Skip to content

Personal Data Hub — Python Sidecar (forensics-bridge)

状态:v0.1 设计稿(2026-05-20)。配套 Personal_Data_Hub_Architecture.md v0.3。

目标:把 [sjqz](file://C:/code/sjqz)(Python mobile-forensics toolkit,1.7w 行)作为 Node hub 的采集前端,避免重写 17 parser + Android/iOS extraction + WeChat 解密。fork 后改造为 IPC sidecar,由 hub 主进程通过 stdio JSON-lines 调用。

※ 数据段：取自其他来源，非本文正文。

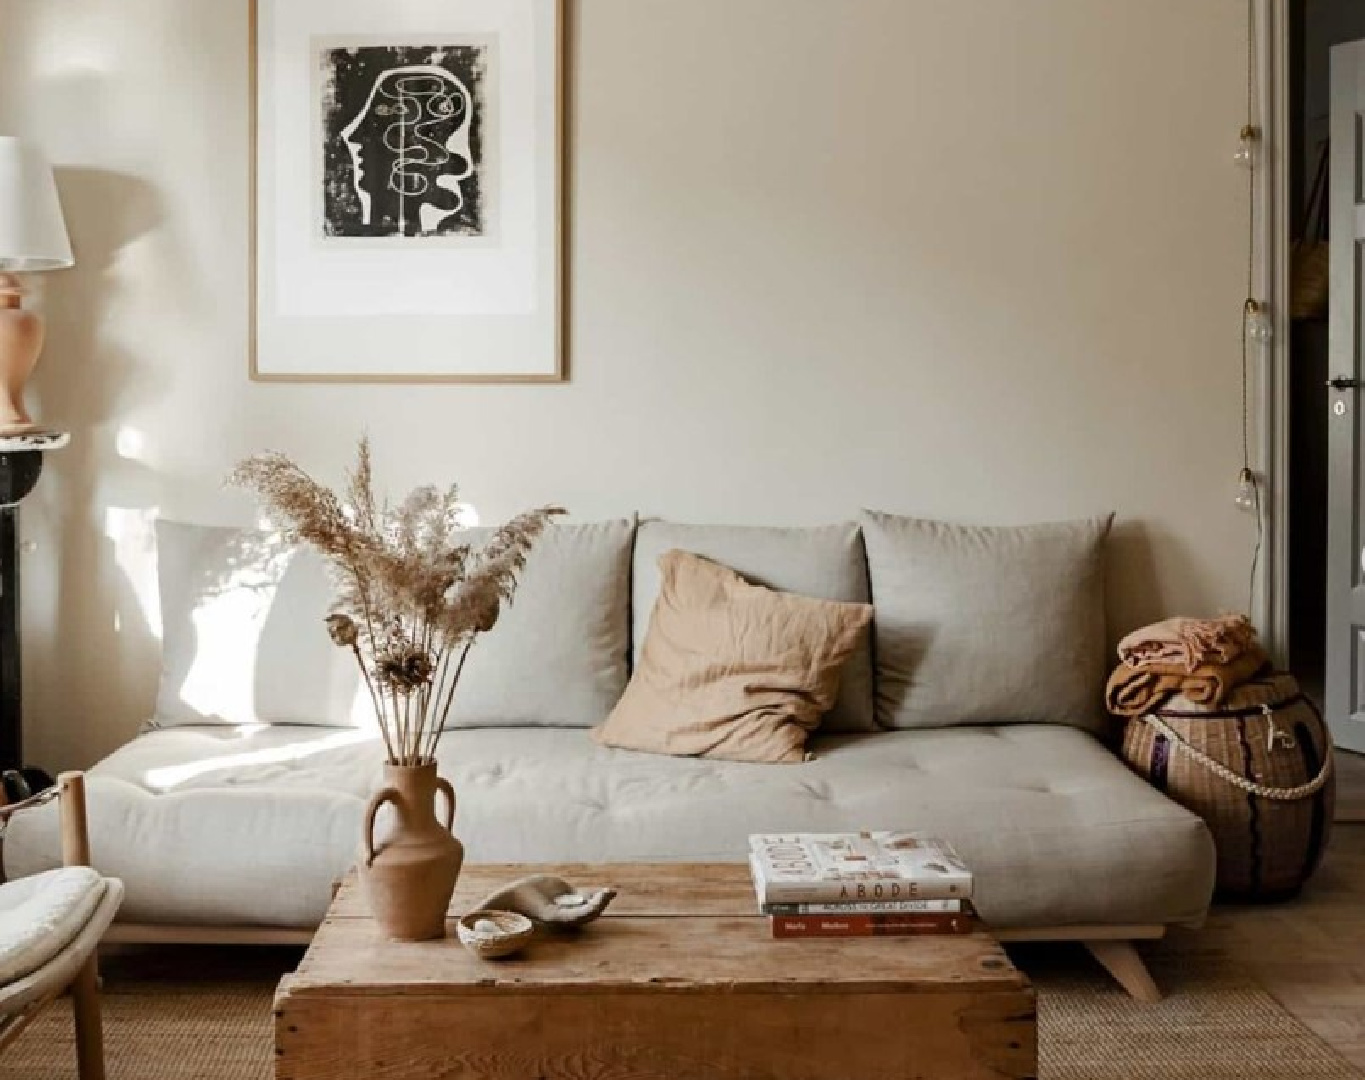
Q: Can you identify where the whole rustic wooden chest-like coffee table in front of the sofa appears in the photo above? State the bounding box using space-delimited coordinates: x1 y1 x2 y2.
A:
274 864 1037 1080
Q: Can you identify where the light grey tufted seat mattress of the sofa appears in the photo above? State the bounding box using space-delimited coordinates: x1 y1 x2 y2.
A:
5 724 1213 928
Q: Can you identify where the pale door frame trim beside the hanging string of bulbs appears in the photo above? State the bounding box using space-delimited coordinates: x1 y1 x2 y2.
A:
1250 0 1288 665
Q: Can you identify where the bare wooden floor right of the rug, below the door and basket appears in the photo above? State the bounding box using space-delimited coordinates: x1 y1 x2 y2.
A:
1173 819 1365 1070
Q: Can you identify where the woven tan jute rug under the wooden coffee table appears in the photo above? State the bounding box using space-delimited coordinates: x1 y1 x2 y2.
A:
0 948 1361 1080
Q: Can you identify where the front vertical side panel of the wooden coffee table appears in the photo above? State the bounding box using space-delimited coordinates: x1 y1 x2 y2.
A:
276 991 1037 1080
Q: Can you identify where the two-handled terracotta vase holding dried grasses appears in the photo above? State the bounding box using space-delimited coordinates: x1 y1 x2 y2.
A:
359 762 464 941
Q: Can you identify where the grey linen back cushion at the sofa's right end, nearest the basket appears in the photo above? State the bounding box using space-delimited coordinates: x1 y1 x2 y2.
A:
863 511 1112 730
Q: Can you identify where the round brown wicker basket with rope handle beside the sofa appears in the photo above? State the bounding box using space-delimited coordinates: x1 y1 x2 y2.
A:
1123 674 1335 900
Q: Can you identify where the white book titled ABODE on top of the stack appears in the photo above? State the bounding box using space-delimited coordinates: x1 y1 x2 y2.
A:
749 832 972 905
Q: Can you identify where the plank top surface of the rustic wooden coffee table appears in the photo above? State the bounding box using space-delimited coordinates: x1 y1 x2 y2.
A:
290 863 1029 998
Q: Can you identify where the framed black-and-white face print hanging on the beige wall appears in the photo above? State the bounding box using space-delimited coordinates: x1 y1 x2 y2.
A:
250 0 565 382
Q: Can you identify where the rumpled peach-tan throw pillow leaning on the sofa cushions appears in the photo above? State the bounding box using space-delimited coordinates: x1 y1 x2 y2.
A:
592 552 872 762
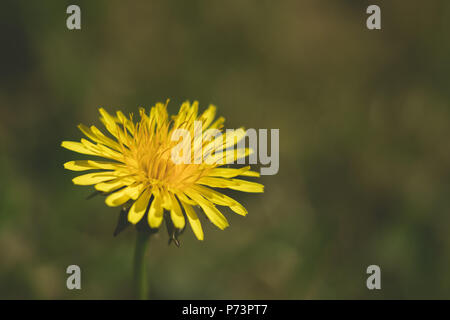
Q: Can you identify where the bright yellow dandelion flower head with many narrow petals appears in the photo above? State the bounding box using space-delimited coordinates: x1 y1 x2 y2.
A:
62 102 264 240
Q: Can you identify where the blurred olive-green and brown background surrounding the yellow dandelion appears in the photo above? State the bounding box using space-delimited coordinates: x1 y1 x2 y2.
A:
0 0 450 299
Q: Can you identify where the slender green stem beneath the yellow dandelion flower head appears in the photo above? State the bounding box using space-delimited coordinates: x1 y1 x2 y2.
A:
133 231 150 300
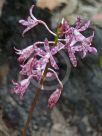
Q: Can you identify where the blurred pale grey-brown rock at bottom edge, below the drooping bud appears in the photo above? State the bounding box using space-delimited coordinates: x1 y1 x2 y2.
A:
51 108 79 136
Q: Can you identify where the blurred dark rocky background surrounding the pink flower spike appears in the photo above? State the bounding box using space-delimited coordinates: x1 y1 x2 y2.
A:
0 0 102 136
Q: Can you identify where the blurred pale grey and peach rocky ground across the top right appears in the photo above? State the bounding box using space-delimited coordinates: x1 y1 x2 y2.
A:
37 0 102 28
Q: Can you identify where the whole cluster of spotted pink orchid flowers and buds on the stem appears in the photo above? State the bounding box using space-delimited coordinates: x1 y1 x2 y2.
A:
12 6 97 108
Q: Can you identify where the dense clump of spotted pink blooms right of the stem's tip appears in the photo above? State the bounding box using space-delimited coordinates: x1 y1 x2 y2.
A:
62 17 97 67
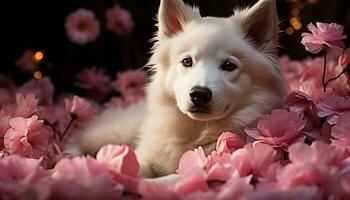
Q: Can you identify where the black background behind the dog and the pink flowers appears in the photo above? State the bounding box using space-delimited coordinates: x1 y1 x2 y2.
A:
0 0 350 93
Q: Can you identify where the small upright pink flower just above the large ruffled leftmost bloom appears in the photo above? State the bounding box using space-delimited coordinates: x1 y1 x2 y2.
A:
15 94 39 117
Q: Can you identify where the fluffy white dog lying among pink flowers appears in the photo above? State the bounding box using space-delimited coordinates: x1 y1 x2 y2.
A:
81 0 285 177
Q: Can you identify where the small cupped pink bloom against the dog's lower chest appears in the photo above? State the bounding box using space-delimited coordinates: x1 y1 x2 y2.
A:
216 132 244 154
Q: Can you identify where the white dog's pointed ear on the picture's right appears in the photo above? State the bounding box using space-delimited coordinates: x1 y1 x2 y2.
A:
233 0 279 54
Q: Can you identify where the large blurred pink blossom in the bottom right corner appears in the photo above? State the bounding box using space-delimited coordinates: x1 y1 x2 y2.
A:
284 141 346 199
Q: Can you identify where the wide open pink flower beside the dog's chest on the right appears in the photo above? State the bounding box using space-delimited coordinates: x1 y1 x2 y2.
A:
245 109 305 148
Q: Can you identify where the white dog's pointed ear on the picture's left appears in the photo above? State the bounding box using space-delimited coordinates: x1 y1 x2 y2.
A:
157 0 200 41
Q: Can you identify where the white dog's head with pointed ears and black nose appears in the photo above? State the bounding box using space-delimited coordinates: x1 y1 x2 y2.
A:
151 0 283 121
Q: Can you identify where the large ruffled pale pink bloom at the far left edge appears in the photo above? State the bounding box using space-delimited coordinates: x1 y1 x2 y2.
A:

关联:Phase 4.5(sidecar 基础设施 + 系统数据 adapter)首次落地;Phase 5-12 多 adapter 复用。


1. 为什么是 sidecar

选项评估
纯 JS 重写 sjqz 17 parser每 adapter +2-3d;WeChat SQLCipher 解密自研高风险;Android/iOS 提取栈(ADB / AFC / 加密备份解密)JS 生态不成熟。否决
Python 嵌入 Node (boa / pythonia)runtime 耦合;崩溃域不隔离;不易升级 Python 版本。否决
HTTP service开端口 = 攻击面;要做 auth;与"零外网"原则冲突。否决
stdio JSON-lines sidecar(采纳)不开端口;崩溃域隔离;可独立打包 / 升级;与 backend/ai-service 模式一致

2. 架构

┌────────────────────────────────────────────┐
│ Node hub (主进程)                            │
│                                            │
│  ┌──────────────────────────────────────┐ │
│  │ SidecarSupervisor                     │ │
│  │  - spawn / health-check / restart     │ │
│  │  - rate-limit / timeout / cancel      │ │
│  │  - audit log every IPC call           │ │
│  └────────────┬─────────────────────────┘ │
│               │ ChildProcess.stdio         │
└───────────────┼────────────────────────────┘
                │ JSON-lines on stdin/stdout
                │ logs on stderr (pino-style)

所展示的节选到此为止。